Te lanzas a la carrera por la
desfigurada ciudad que creías conocer y ya no reconoces. Te lamentas de lo que
el tiempo y la falta de dinero le han robado, dejándote huérfano de padre y
madre, de hogar, de cobijo. De trazos de luz que iluminaban el mundo, y la
vida. Y la sala. Y tu butaca. Y los cientos de huecos vacíos que no te hacen
sentir solo sino en paz. Del calor de una colilla acurrucado en un sofá. Del
cuero rojo y el café caliente. De las páginas de viejo, de amarillo. De tinta
mezclada con cenizas, de trago largo y amargo. Y de la arena. Del frío del
amanecer con bruma. Del cuerpo de mujer que tienta, y te arrastra y te lleva a
zambullirte en aguas desnudas, que saben a sal y sexo. Y a promesas que no
comprometen a nada. A la deriva de su cuerpo y el mío, que no se conocen y sin
embrago se atraen; inevitablemente.
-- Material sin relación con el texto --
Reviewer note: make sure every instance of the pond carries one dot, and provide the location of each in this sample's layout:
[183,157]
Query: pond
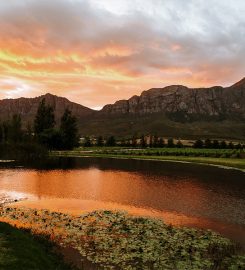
[182,194]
Y pasa el engaño, el abandono y el odio. Y
la bilis se la llevan las olas y yo duermo al sol de invierno oyendo un mar que
no puedo ver. Imagino que por cada vez que
sangré bajo la carne hay un claro corte a flor de piel. Una herida supurante
junto a una vieja cicatriz. Una estrella de hierro y pólvora con orificio de
entrada y sin salida. Un cañonazo que se llevó tu brazo. Una esquirla que te
dejó cojo. Un tajo que te dejó tuerto. Y el amasijo de carne y huesos son ya
pieza de museo de artillería. Que es en este viejo tronco donde se han probado
todas las armas del mundo. Y las sobreviví. Temblando. El sol se pone y no
olvidemos que es invierno. O quizás Otoño. Por eso huele a castañas. También a
marrón, a negro y amarillo. A tabaco de pipa. A sombrero de ala ancha y abrigo
largo, que te hace desaparecer entre los conocidos anónimos. Gracias por no
saludar. Por ese dese usted los buenos días y la sonrisa al otro lado de la
barra del bar. Alcohol. Vino o cerveza, que decidan ellos. Los Inmortales. Los
lánguidos cuerpos de los hombres excéntricamente bohemios, prematuramente
jóvenes, desquiciantemente bellos, hermosamente inconscientes, sutilmente ilustres,
despiadadamente tiernos, incombustiblemente ebrios, mortalmente fieles. Y
canallas. Eternamente enamorados como yo. Conocedores del juego. Partidarios de
la vida pese a todo lo demás. Incluso cuando el “demás” no es poco. Valientes
hideputas amados como hermanos. Con ellos bebo, fumo y pierdo la razón. Y la
lógica y el sinsentido y le abro el grifo al corazón. Y la boca me sabe a
cobre. A óxido. A un tinto que no siempre sale bueno y a cenicero colectivo. Y
como ya no hay sol, solo frío y sombras sobre negro y gris, me quedo. Renuncio
al cuerpo y me hago un ovillo en una esquina del sofá con restos de mozzarella y
un fuerte olor a ebrio. Que me acune el humo del templo de los santos cabrones
y me permita hoy no soñar. Que me despierte mañana el calor filtrado de
persiana y al sabor a desayuno sin preparar.
Genial!! Me lo he releído y la verdad, cada vez me parece mejor. En fin, éste podría ser nuestro sello, la marca de los santos cabrones!